Geography and Travel
Joannes Gennadius formed one of the best collections in the world of travel accounts on Greece and its neighboring countries. The collection includes the accounts of travelers who visited Greece and the Eastern Mediterranean and left their impressions for later generations to read. Many of the travelers, particularly in the Middle Ages, were pilgrims visiting the Holy Land and the various places associated with the Bible. These are supplemented by the accounts of merchants and sailors and, beginning largely in the sixteenth century, by a growing number of scholars and tourists who came to visit the places of classical antiquity. About 3,000 historical maps and many engravings complement the collection.

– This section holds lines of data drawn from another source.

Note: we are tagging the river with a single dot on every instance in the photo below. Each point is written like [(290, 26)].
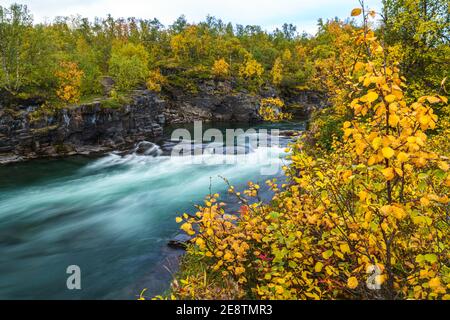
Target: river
[(112, 216)]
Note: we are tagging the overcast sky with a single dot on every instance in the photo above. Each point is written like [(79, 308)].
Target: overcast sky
[(267, 13)]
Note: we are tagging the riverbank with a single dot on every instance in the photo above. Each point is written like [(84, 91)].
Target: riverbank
[(30, 131)]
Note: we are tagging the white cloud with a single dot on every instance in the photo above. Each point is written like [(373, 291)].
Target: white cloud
[(267, 13)]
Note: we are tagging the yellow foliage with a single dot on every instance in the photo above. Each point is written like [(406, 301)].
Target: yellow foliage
[(277, 72), (271, 109), (251, 69), (377, 201), (156, 81)]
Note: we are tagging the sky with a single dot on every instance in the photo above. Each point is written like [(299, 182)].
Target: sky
[(267, 13)]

These travelers’ accounts are interesting in their own right, as they describe the pleasures and perils of travel in an age when movement was slow and frequently dangerous. The accounts also shed light on past customs and institutions, and they frequently describe or illustrate monuments and archaeological sites that have perished or been seriously damaged. These works are therefore important historical documents. The Library’s collections include the first edition of excerpts from the notes of Cyriacus of Ancona and a manuscript book of islands by the Florentine Cristoforo Buondelmonti who traveled through the Eastern Mediterranean in the first half of the fifteenth century, the important account of the Turkish traveler Evliya Celebi (1611-1679) and those of the English travelers Spon and Wheeler. Many of these journals are illustrated.
Among the fine private archival collections, we should mention the collection of Jean Denis Barbier du Bocage (1760-1825), a French geographer and philologist, as well part of the collection of Baron Frederic Francois Guillaume de Vaundoncourt (1772-1845), a French General.
An invaluable catalog of the travelers’ accounts in the Gennadeion has been published by Shirley H. Weber (2 vols. Princeton, 1952-53).